On 2014-03-05 05:04, Tom Davies wrote:
Imagine a schoolkid getting beaten up every day by a bully

How do you convince people of the truth?  What happens if all the kids
gang up together?

In this analogy, who is the bully and who is the kid out of luck?  I
understand, you intend the bully to be the corporation and possibly the
end-users, and the kid to be the free software project.

All too often with free software projects (more so in the past decade than
the one previous), it seems like there are multiple groups of antagonists.

One group is usually a corporation, and the other is a group of bullies who
make up the consensus of the developers and/or community support list.  Both
sides give the impression that they want nothing to change, nor do they care
about common use cases which reveal problems.

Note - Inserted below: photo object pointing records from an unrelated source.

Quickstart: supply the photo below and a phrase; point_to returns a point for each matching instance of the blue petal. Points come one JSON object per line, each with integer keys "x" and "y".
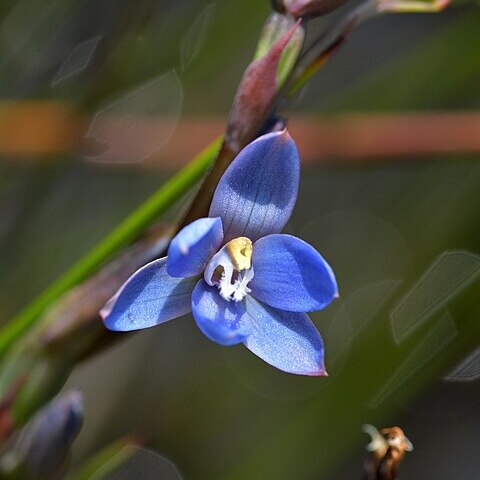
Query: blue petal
{"x": 149, "y": 297}
{"x": 287, "y": 340}
{"x": 257, "y": 193}
{"x": 291, "y": 275}
{"x": 224, "y": 322}
{"x": 192, "y": 248}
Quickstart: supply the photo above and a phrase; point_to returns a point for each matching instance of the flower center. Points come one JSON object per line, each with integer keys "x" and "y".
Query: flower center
{"x": 231, "y": 269}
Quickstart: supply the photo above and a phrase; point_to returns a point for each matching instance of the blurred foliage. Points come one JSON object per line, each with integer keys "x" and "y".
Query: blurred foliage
{"x": 217, "y": 412}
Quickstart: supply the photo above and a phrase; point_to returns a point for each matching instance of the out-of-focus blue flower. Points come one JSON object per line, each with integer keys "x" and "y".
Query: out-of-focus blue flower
{"x": 243, "y": 280}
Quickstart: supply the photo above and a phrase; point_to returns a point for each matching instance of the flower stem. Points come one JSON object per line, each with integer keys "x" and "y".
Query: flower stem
{"x": 125, "y": 233}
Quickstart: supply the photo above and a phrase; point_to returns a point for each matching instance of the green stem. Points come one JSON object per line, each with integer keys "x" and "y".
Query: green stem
{"x": 125, "y": 233}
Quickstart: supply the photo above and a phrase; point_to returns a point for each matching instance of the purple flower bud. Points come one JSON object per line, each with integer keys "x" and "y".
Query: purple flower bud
{"x": 44, "y": 443}
{"x": 260, "y": 84}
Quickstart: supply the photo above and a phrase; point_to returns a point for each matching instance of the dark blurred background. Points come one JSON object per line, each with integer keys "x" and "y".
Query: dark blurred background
{"x": 97, "y": 96}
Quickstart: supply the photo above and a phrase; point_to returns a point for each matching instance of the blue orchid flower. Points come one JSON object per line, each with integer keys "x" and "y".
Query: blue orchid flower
{"x": 243, "y": 280}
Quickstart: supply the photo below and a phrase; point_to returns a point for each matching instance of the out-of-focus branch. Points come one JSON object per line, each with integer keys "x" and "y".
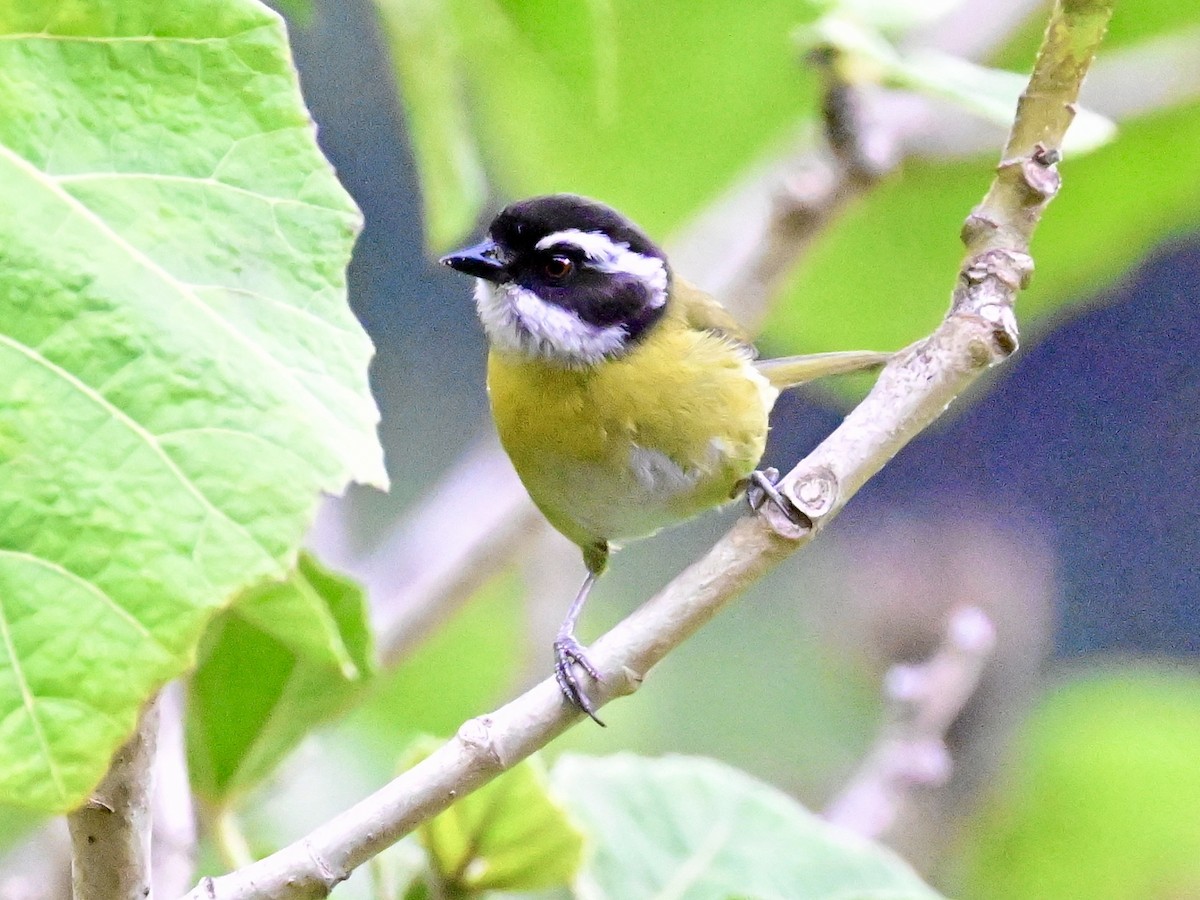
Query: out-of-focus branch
{"x": 912, "y": 390}
{"x": 766, "y": 226}
{"x": 448, "y": 549}
{"x": 921, "y": 705}
{"x": 173, "y": 843}
{"x": 111, "y": 831}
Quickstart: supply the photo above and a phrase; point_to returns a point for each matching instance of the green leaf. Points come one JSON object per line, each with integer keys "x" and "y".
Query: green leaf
{"x": 300, "y": 11}
{"x": 510, "y": 834}
{"x": 181, "y": 373}
{"x": 425, "y": 55}
{"x": 1102, "y": 797}
{"x": 283, "y": 658}
{"x": 697, "y": 828}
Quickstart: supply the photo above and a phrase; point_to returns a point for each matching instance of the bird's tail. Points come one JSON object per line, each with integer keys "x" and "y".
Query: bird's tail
{"x": 791, "y": 371}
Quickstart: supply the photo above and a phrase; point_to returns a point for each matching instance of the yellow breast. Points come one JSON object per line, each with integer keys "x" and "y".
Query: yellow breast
{"x": 627, "y": 447}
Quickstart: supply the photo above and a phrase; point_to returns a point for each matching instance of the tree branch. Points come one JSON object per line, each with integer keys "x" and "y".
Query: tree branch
{"x": 173, "y": 844}
{"x": 912, "y": 390}
{"x": 922, "y": 703}
{"x": 111, "y": 832}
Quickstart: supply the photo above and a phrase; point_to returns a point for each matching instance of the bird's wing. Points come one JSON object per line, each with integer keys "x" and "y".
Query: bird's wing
{"x": 705, "y": 313}
{"x": 791, "y": 371}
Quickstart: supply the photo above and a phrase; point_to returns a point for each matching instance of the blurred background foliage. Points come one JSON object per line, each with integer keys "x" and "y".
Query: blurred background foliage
{"x": 1059, "y": 497}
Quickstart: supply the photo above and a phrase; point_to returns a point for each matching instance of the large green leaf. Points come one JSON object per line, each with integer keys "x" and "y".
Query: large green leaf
{"x": 181, "y": 373}
{"x": 285, "y": 657}
{"x": 1103, "y": 796}
{"x": 695, "y": 828}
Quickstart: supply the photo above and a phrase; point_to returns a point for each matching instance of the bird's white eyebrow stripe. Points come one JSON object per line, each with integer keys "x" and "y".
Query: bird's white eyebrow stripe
{"x": 595, "y": 245}
{"x": 610, "y": 256}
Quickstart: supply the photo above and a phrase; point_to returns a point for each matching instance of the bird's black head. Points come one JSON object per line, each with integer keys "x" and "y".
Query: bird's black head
{"x": 565, "y": 279}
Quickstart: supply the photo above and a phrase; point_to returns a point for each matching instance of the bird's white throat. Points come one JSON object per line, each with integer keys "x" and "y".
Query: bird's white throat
{"x": 517, "y": 321}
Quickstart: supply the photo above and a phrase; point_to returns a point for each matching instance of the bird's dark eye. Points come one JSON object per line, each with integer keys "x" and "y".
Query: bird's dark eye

The end user who simply encounters a problem and would merely like to do
whatever they are able to help troubleshoot something and improve the
situation gets hostility from all sides.

The end-user becomes conditioned to not want to provide any feedback
whatsoever.  The community then arrives at the delusion that there is no
problem, and becomes further entrenched and hostile towards the next
end-user.

Meanwhile, end-users encounter this situation multiple times, year after
year, with many other projects, eventually develop an aversion to any
interaction with free software projects.  At the very least with the
community portion, anyways.

On the other hand, if a project became too popular too fast, it could
collapse from having too many users without adequate momentum.  So I suppose
actively discouraging people from using the software by bullying anyone who
mentions any problem keeps the project alive at a certain stage.

Quite a perverse dichotomy.  Most unfortunate.  Slightly amusing.

Regardless -- and sometimes against my better judgement -- I still ping
random projects from time to time when I encounter a problem, have an idea,
or even a question, in the hopes that I get a friendly response and am
welcomed to the opportunity to help make a difference.  :)  Although
increasingly rare these days, it does happen, and those are the moments when
I feel empowered, inspired and elevated, if only for a brief time, until I
contribute a useful bug report or patch.  That was the experience which
initially drew me to free software, back when few people knew that free
software existed.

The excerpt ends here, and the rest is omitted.